When I was in college the older brother of one of my friends picked up a hitchhiker, and was murdered. I had sometimes picked up hitchhikers and the story gave me pause. However, I can’t forget the words of our drawing teacher, Sister Ann, in regards to the murder. She said, the kindness of this young man was what should be remembered. She said that being kind is a risk, and she believed that fear should not prevent us for reaching out to help others. Otherwise the world is a very cold and isolating place.
Reaching out to others IS a risk. We can look foolish, it might cost us some money or time. Yes we need to be aware of dangers. I myself am better for the witness of that young man so long ago.

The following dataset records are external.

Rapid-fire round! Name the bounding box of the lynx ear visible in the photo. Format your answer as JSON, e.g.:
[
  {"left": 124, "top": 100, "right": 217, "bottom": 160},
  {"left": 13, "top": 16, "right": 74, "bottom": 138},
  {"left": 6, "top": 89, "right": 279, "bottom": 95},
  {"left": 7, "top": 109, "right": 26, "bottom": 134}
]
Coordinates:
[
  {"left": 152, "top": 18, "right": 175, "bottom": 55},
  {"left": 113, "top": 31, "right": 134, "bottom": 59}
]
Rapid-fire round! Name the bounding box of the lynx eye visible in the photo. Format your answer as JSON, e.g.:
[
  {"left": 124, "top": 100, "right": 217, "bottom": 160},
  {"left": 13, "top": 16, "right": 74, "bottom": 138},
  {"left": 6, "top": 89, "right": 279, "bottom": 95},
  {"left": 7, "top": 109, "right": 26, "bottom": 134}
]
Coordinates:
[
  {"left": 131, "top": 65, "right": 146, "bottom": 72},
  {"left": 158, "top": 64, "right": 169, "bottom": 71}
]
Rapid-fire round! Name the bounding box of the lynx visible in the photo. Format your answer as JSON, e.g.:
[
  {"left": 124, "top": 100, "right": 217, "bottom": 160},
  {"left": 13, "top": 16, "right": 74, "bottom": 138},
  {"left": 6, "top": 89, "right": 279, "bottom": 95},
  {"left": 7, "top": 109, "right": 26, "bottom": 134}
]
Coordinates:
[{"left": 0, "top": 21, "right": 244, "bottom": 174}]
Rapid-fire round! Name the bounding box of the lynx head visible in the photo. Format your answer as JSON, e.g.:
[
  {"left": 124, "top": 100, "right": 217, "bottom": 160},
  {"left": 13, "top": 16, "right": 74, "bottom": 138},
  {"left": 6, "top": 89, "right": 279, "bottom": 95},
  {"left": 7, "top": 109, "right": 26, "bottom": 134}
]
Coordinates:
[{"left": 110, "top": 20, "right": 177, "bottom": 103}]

What a beautiful story and poignant reminder that when we are blinded from our neighborly unity, the only true stranger is us. Going through each and every day aspiring to meet/treat all beings as though they were long-term friends never fails to throw the ego on its side. Thank you, all my “neighbor friends,” for thus being teachers of Love and challenging me to see beyond the suffering of my ignorance.
How many stories there are of lost opportunities for me….
About 8 years ago I worked with an emancipated teenage girl who came back from lunch and asked, “Guess what I did during lunch today.” My imagination was stuck and I found myself thinking of things like “bought a new pair of jeans, walked in the park?” I don’t know why I was surprised when she said, “I took a homeless man to lunch.” What a challenge…what a gift to me. I was intrigued by her daring and her charity, by her willingness to see beyond the appearance of the man on the street.
Six years later I drove past a man whose cardboard sign asked for money. There are always questions that run around in my mind about what will happen to the money that I pass on, though I must admit, once given away is no longer my responsibility. I circled around thinking about how it would be a great opportunity to invite him to lunch. Then the excuses surfaced. “Does your budget let you buy two lunches this week? You have plenty of food in the fridge. Do you want it to go to waste? Do you have time to stop and chat? Would it be safe?” Sad to say, I drove past him. My conscience nagged at me because this was opportunity knocking. So I decided on a compromise. I circled around and stopped to buy him a steak burrito and a cold drink. I took the same route to lead me where he stood, opened the car window and with a smile, handed him the meal. He graciously thanked me, sending me off with a lot of blessings. I went home to eat my leftovers alone and of course, I was safe. I never saw the man again and I often wonder what the encounter would have taught me if I were willing to actually sit with him and listen to his story. Sometimes buying two lunches might mean discovering something new about what it means to be human and created in God’s image. Sometimes being safe means losing out.